Burning down the streets

The whole thing makes me wonder whether a modern reintroduction of the skimmington ride for social media is long overdue.

—Stephen Roberts, eloquent friend

A few months ago a work colleague asked if I could help his wife with an art project she was working on. The premise was simple and rather enticing, so I jumped at the chance.

The basic idea was to mine Twitter for its copious poison and visualise any patterns that emerge. We quickly hit upon the idea that some poison was so obvious that even the Twitter folks would acknowledge and reject it, and piggybacking off of that would trim down the work considerably.

Mining the abyss

My task was simple: ingest a massive lump of JSON, process it somehow and spit out results that could be used in an artsy manner that I would likely not understand.

The initial concept worked by scanning a firehose of tweets for keywords which seemed likely to be hugely poisonous, and then create a DAG as the basis to rate users who were retweeting them. Later versions were self-training using a naïve Bayes classifier, which allowed us to find offensive tweets using words I was previously happily unaware of.

Early on it became obvious that another effect presented itself. There were masses of users who were retweeting users who would later be banned, and those retweeting users would move on to retweeting new users who themselves would often end up banned.

Route of evil

The interesting point to me was that there were large numbers of actual users — not bots — who redirect the hate storm and almost nothing else. Many of these users were in an anechoic chamber, sucking in tweets from many users and spitting them back out to virtually no one. I thought it would be interesting to work only on the final nodes; weighted by those users who receive close to no retweets and low user interaction but with histories of retweeting large numbers of banned and suspended users. I called it RageRank, because I’m aware of Page Rank and lack an imagination.

The arty part of the project became known informally as Final Spite, after an early visualisation effort with animated clone after clone walking along a Final Fight background spewing a tweet bubble as their energy bar depleted. Each new visualisation started from a map, much like the game’s levels, and showed a real city with its real occupants. The intent was to allow people to experience a location they knew but with its foetid underbelly exposed.

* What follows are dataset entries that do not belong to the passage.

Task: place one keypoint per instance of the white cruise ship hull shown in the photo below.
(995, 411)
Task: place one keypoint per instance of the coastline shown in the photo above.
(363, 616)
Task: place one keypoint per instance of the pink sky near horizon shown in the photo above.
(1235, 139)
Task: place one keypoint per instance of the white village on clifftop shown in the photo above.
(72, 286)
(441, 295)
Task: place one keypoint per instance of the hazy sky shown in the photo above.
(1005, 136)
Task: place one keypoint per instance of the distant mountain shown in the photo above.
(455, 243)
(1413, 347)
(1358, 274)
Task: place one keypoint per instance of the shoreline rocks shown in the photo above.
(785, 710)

Final Fight One on the GBA

What happened next?

What happened next saddened and surprised me in equal quantities; visitors to the site doxxed a heap of the displayed retweeters almost immediately. So much in fact that the site was taken down within a day, and the work became a mostly offline exhibit in a little gallery for other evening school art students.

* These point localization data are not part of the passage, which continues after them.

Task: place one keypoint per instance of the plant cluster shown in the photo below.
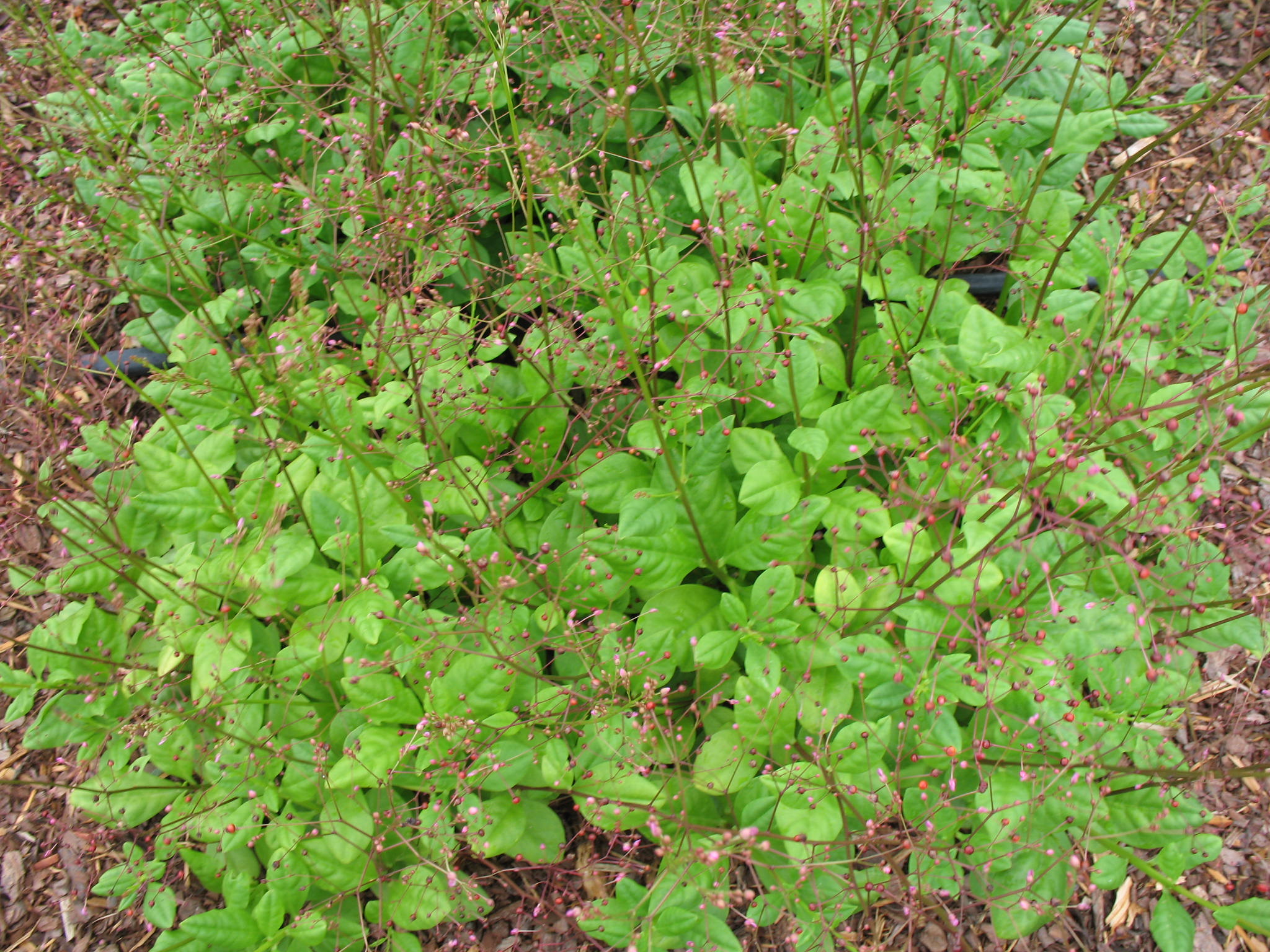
(577, 418)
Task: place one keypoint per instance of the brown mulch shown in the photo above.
(50, 856)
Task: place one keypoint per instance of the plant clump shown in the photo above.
(575, 419)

I can understand the sentiment in many ways, and perhaps should have seen it coming. When I saw a person I knew in a visualisation I was ashamed, truly ashamed. I mean not to the point of thinking it is appropriate to post all their personal details for the internet vigilantes, but enough that I knew I would not want to be linked to them through work or social circles.

However, the end result was really neat even on the smaller canvas it has to live on. Seeing that level of vitriolic rage is not fun, but realising that much of it is vented in to nowhere does soften it a little.

Fall out

One of the things that surprised me most was that initially I had primed the data by looking at users who followed users that have been suspended or banned. After digging in to a few examples to verify the method’s efficacy I noticed that there are bidirectional follows to the final nodes where one user appears to be the polar opposite of the other, almost in an Alf Garnett versus Peppa Pig scale.

It took me a while to think of a possible cause — beyond a simple modelling error — that could explain this. Sadly after recognising a top five rage retweeter in a local town it became somewhat obvious, there are occasionally business and familial ties involved. There are seemingly swathes of the populace who choose to accept public association with the caustic members of society, even when there is a simple unfollow button you can hit to distance yourself from them.

Let us be frank and honest for a moment. You’re giving the appearance of tacit approval to people’s views when you continue to follow them, even if you’re not actively engaging with them. The simple act of not confronting them is normalising the behaviour. If you’re not calling them out on it, you’re doing yourself and society at large a serious injustice.